The Bionda dell'Adamello is an Italian breed of domestic goat from the Val Camonica in the province of Brescia, in Lombardy in northern Italy. It takes its name from the massif of the Adamello, part of the Adamello-Presanella subsection of the Rhaetian Alps. It is raised mainly in the Val Camonica, the Val Saviore and the mountains of Brescia; some are found in neighbouring areas of the provinces of Bergamo to the west and Trento to the east. It was in the past known simply as the Capra Bionda or as the Mustàscia.

== History ==

The breed appears to be of ancient origin. While it shares some characteristics with the Swiss Toggenburger, notably the "Swiss markings" (white facial stripes, white lower limbs and peri-anal area), it was already established well before the importation of Toggenburg billies to the area, documented from the years before and after the Second World War.

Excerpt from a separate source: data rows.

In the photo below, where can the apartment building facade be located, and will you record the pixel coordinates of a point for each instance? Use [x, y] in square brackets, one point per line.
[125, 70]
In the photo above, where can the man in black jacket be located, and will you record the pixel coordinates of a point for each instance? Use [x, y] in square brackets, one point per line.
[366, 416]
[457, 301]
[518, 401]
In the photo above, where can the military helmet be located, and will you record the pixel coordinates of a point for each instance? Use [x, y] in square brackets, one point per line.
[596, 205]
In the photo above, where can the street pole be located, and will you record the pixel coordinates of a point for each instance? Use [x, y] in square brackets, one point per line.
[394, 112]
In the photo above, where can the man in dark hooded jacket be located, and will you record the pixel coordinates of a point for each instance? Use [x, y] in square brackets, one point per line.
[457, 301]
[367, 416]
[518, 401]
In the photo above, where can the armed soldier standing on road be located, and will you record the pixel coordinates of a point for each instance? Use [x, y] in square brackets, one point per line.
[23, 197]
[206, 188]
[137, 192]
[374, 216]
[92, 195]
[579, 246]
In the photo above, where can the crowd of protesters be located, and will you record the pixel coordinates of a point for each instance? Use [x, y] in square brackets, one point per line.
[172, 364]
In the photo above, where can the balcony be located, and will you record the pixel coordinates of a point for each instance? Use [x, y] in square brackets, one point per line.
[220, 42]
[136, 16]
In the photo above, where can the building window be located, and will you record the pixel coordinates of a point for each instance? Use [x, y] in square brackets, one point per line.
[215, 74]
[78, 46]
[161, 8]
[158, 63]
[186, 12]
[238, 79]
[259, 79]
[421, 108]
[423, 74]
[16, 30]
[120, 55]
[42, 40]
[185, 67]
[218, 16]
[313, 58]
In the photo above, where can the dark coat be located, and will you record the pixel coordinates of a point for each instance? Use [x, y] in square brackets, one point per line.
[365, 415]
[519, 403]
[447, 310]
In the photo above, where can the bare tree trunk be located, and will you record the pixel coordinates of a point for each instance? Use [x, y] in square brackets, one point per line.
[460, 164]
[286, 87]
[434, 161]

A painting from about 1760 by the Milanese painter Francesco Londonio (1723–1786) shows a goat of Bionda dell'Adamello type, with typical coat and facial markings.

The Bionda dell'Adamello is one of the forty-three autochthonous Italian goat breeds of limited distribution for which a herd-book is kept by the Associazione Nazionale della Pastorizia, the Italian national association of sheep- and goat-breeders. The herd-book was activated in 1997. At the end of 2013 the registered population was variously reported as 3148 and as 2772.

== Use ==

The milk yield per lactation of the Bionda dell'Adamello is 303±108 kg for secondiparous, and 361±122 kg for pluriparous, nannies. The milk averages 3.16% milk-fat and 2.97% milk protein. It is used mostly to make Mascarpì, a kind of ricotta, and the smoked caprino cheese Fatulì, which has PAT status and is listed in the Ark of Taste of the Slow Food Foundation.